Other clothes were littered in front of the building, hanging in trees and soaking in mud puddles. Her dresser came down from the building and was standing up vertical on the front lawn, she said.

Luckily, her dad's insurance paid for 80 percent of the cost for everything she lost and the total cost for her lost laptop. It ended up being close to $3,000, she said.

Harvey Miller said he has joked with friends and family about the night of the tornado, when he and his wife, Maxine, went to the basement for safety as the storm passed through the area.

Harvey Miller moved to 805 Iowa Ave. in 1975. His wife and children followed in 1976. They bought the subsequent houses one at a time, the couple said.

The couple went out to the porch and looked down the street. They made it down to their rental property, but no farther. They didn't realize the extent of the damage to the 900 block of Iowa Avenue and to the Alpha Chi Omega house until four days later.

The couple lost eight huge old pine trees that surrounded the back of the house. Now, they have a clear view to the apartment building behind their house.

Two garages behind the homes also are gone. The tornado took the roof off one of the garages and almost everything in it -- "everything but the little John Deere tractor," he said.

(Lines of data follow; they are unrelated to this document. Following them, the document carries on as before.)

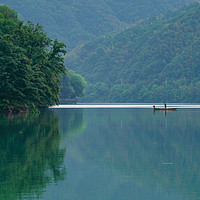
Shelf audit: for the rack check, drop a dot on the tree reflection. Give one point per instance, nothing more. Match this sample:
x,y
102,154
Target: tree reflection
x,y
30,155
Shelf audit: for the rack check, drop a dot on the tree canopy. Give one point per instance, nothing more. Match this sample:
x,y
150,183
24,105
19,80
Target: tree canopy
x,y
156,61
31,64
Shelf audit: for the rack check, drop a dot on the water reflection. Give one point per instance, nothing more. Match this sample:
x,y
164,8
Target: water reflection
x,y
143,148
30,156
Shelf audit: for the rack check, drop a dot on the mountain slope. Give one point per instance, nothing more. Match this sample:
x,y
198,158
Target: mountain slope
x,y
159,61
75,22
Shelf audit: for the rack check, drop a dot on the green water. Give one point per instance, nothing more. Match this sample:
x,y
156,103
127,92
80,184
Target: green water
x,y
101,154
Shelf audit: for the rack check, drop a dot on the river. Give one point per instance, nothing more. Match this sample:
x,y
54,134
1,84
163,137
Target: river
x,y
105,153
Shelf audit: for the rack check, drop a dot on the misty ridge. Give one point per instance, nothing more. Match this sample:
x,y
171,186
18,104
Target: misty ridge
x,y
127,51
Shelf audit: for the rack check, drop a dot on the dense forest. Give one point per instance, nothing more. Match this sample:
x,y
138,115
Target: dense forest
x,y
157,60
31,66
75,22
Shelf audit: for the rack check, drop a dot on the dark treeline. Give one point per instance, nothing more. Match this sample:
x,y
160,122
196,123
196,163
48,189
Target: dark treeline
x,y
31,66
155,61
75,22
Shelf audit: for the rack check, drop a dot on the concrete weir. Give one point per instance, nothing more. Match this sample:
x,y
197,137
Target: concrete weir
x,y
127,106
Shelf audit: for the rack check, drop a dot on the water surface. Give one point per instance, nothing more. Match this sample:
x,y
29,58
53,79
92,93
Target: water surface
x,y
101,154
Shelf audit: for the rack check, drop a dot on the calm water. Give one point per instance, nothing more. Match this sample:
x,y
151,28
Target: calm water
x,y
101,154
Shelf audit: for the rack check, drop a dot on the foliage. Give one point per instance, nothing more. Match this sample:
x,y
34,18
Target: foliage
x,y
31,64
72,85
155,61
75,22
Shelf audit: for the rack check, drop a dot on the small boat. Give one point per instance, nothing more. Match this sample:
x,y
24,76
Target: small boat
x,y
172,109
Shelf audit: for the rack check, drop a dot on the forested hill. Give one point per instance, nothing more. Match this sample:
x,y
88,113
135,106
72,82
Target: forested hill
x,y
156,62
75,22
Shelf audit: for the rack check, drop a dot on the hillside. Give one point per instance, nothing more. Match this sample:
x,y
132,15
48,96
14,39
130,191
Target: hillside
x,y
75,22
156,62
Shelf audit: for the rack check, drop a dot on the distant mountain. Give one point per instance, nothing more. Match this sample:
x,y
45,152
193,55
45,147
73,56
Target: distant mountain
x,y
75,22
156,61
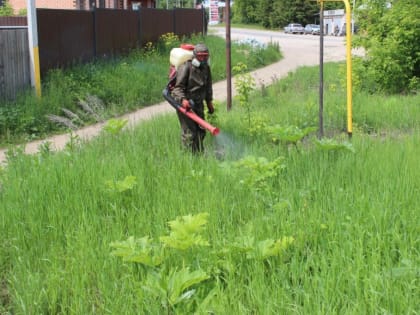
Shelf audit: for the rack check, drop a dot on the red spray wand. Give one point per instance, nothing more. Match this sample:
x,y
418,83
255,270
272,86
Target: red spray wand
x,y
190,114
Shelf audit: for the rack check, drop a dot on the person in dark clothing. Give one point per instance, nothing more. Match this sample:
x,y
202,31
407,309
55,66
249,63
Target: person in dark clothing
x,y
193,87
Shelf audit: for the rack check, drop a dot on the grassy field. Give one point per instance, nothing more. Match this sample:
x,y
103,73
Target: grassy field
x,y
265,222
87,93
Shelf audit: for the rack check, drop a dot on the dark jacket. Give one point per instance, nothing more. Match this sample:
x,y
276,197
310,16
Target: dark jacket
x,y
193,83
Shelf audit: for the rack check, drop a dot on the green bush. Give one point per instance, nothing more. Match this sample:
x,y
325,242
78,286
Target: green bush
x,y
6,9
390,37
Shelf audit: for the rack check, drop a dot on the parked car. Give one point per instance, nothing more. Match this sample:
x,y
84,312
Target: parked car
x,y
294,28
312,29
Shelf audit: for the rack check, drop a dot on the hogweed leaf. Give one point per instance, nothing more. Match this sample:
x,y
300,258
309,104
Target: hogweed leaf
x,y
120,186
185,232
333,145
179,281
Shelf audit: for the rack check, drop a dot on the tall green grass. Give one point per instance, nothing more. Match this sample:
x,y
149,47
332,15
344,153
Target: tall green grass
x,y
122,84
352,215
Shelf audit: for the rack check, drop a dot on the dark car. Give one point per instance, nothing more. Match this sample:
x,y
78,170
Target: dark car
x,y
312,29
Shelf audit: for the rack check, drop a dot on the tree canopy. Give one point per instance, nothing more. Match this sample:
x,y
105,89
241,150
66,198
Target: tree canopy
x,y
389,32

Along with the loss of trees behind their home and in the Iowa Avenue median, the tornado caused other changes to the Iowa Avenue neighborhood, the couple said.

Thirty-two rental homes owned by The Housing Fellowship, a local non-profit corporation that works to provide affordable housing to families with low and moderate incomes, were damaged by the tornado.

The United Way helped that family and The Housing Fellowship financially, Dennis said. The fellowship also received a short-term, zero percent loan from the Housing Trust Fund of Johnson County that will allow them to upgrade the home, she said.